The knowledge base consists of information that enable identification and classification of the errors raised by the validator software running a problematic file. In addition to identification and classification, that enable solution discovery, the database will eventually contain analyses and repairs for the problems as the encountered problems are studied.
JSON Schema ID : http://digitalpreservation.fi/schemas/2025-12/error.schema.ld.json
Description of an error. An error may have many analyses and it may rise from many files. Output example from the validating software may and should present context for the error message and the error message is also most likely found in the output example. Validator, validator version and error message fields should define unique error objects. Objects without set error message are preliminary errors and they are undefined.
Index fields: ['validator', 'validatorVersion', 'errorMessage']
- files : array of string
- List of references to Files.
- analyses : array of string
- List of references to Analyses
- validator : string
- Name of the validating software reporting the error.
- validatorVersion : array of string
- List of versions of the validating software that produce the error message for the set of the referred files.
- errorMessage : string
- The message reported and identified by the validating software. The message can be (should be) exact match but may contain regular expressions if the message contains varying data in the middle of the string, such as a file name or an offset. A certain amount of uncertainty inevitably hovers around when raisin-picking the error message from validator output. The output example field may be used to provide implicit reasoning for the picked string or pattern. Notes field may be used for explicit reasoning.

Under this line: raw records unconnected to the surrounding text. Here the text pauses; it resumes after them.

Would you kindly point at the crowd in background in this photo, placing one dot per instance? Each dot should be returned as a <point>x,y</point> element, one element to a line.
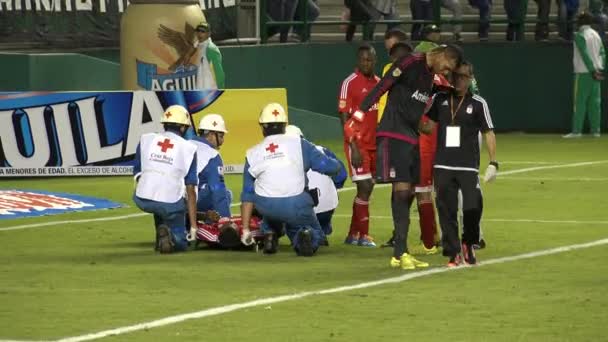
<point>364,12</point>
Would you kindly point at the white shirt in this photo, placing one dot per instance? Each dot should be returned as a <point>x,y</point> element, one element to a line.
<point>277,166</point>
<point>165,160</point>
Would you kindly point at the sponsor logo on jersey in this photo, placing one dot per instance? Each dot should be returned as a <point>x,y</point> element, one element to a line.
<point>20,203</point>
<point>420,96</point>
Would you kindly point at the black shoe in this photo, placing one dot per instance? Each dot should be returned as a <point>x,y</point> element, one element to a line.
<point>469,254</point>
<point>389,243</point>
<point>270,244</point>
<point>165,240</point>
<point>304,247</point>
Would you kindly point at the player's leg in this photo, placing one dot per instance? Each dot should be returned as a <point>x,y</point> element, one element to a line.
<point>303,228</point>
<point>426,209</point>
<point>595,107</point>
<point>447,206</point>
<point>404,168</point>
<point>472,209</point>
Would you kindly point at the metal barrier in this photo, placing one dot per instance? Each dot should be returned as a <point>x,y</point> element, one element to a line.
<point>265,23</point>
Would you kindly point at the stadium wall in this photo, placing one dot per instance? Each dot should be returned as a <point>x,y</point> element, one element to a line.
<point>527,85</point>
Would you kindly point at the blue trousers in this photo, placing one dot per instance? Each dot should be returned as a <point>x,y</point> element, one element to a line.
<point>171,214</point>
<point>325,221</point>
<point>295,212</point>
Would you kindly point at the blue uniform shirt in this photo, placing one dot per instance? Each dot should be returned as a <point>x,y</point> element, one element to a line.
<point>212,178</point>
<point>339,178</point>
<point>312,159</point>
<point>190,178</point>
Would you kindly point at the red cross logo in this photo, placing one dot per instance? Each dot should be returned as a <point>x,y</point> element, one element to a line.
<point>165,145</point>
<point>272,147</point>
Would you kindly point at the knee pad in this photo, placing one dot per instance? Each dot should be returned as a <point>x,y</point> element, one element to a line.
<point>229,236</point>
<point>179,239</point>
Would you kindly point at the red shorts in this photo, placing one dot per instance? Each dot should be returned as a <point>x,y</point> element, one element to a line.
<point>426,172</point>
<point>368,166</point>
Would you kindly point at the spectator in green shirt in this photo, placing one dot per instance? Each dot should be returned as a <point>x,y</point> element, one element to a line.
<point>431,35</point>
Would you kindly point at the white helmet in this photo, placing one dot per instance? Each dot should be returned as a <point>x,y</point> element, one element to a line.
<point>176,114</point>
<point>273,113</point>
<point>293,130</point>
<point>213,122</point>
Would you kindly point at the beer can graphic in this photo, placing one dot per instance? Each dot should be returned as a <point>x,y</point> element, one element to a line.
<point>158,45</point>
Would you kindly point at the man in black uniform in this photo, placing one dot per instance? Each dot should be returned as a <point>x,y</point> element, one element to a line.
<point>460,116</point>
<point>409,83</point>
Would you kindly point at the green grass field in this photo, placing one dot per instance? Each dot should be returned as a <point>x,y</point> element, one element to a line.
<point>74,279</point>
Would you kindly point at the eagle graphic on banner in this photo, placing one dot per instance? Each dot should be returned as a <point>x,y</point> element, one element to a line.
<point>183,43</point>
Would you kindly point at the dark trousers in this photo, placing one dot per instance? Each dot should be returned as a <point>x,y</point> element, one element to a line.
<point>447,184</point>
<point>360,11</point>
<point>484,7</point>
<point>421,10</point>
<point>566,13</point>
<point>515,10</point>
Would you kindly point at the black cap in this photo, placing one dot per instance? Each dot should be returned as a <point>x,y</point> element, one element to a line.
<point>584,18</point>
<point>431,29</point>
<point>203,27</point>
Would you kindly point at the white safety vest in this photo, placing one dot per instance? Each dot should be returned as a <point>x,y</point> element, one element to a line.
<point>165,161</point>
<point>277,166</point>
<point>328,194</point>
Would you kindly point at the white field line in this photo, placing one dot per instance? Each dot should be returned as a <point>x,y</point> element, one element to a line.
<point>529,162</point>
<point>556,179</point>
<point>547,167</point>
<point>381,217</point>
<point>112,218</point>
<point>285,298</point>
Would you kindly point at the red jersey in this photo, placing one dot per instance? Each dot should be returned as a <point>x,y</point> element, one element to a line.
<point>210,232</point>
<point>353,91</point>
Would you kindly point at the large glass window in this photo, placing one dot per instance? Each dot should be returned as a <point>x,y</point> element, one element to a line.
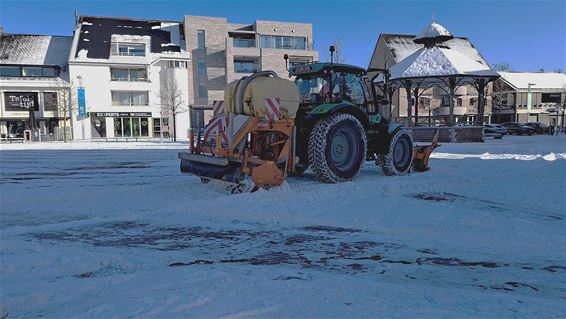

- type : ['general', 'exact', '']
- The error message can (perhaps) be classified either general, exact or unknown. Exact error message may have exact repair solution, general error message needs to be investigated further, has probably many analyses and repairs, and should probably have a more specific error message. Error messages of unknown are not studied yet in such a way.
- outputExample : array
- Additional output from the validator to the error mesasge to give context for later handling and verification. For example the full output from the validating software.
- notes : array
- Additional information on the error.
JSON Schema ID : http://digitalpreservation.fi/schemas/2025-09/analysis.schema.ld.json
Description of the problem.
Index fields: ['@id', 'softwareProlem', 'fixable']
- @id : string
- Analysis object identifier.
- repairs : array of string
- List of reference to Repairs.
- analysis : array of string
- The analysis of the error. String items in the array can be presented as paragraphs.
- softwareProblem : ['yes', 'no', '']
- Classification whetever the cause of the problem is in the validating software, that is a software bug, or not. Bugs should most likely be handled by the developers.
- significantProperties : array of string
- The significant properties that are especially taken into account in the analysis. Significant properties may provide a perspective to the problem. String items in the array can be presented as paragraphs.
- fixable : ['yes', 'no', '']
- Should a fix be determined for the error based on this analysis?
JSON Schema ID : http://digitalpreservation.fi/schemas/2026-02/repair.schema.ld.json
A repair solution for an error based on an analysis.
Index fields: ['@id']
- @id : string
- Identifier for the repair.
- repair : string
- Detailed description of the repair
- heading : string
- Heading or a very short description of the repair for an article.
- execution : string
- Command execution example for the repair, if there is such.
- effects : array of string
- Description of how performing the repair affects data.
- justification : string
- Rationale for accepting the repair.
- files : array of string
- Knowledge base file object identifiers that refer to file that were normalised using this solution.
- softwareTestVersion : string
- Software version or versions the method has been tested and the result verified with.
JSON Schema ID : http://digitalpreservation.fi/schemas/2026-02/file.schema.ld.json
Description of a file. File objects describe content from which a problem arises. Although the file may be also valid and have no error object referring to it.
Index fields: ['checksum']
- @id : string
- Identifier for the file
- source : string
- Identifier for the source classifying the file.
- description : string
- Description of the content.
- wellFormed : [True, False, None, 'virtual']
- Should the file validate as well-formed. 'null' value equals to undetermined. 'virtual' value refers to virtual or dummy files that will never have a location but connect an error to a file format.
- checksum : object
- Checksums of the content in the locations. Two checksums are used to mitigate checksum collisions. The other is faster and the other is more reliable.
- location : array of object
- List of objects with a label as the key and a free form description of the source location as the value. Locations may be URIs (URL preferred), relative file paths or instructions on how to ask for the file.
JSON Schema ID : http://digitalpreservation.fi/schemas/2026-01/source.schema.ld.json
Description of a file format. The file format classifies file objects and determines the valid form for the data.
Index fields: ['fileFormat', 'version']
- @id : string
- Identifier for the source.
- fileFormat : string
- MIME type of the file format.
- version : string
- Version of the file format.
- profile : string
- Further classification of the data.
- description : string
- Free form description.
- specification : array of objects
- List of objects with location, name or other description of the specification as the value and name for the resource as a key.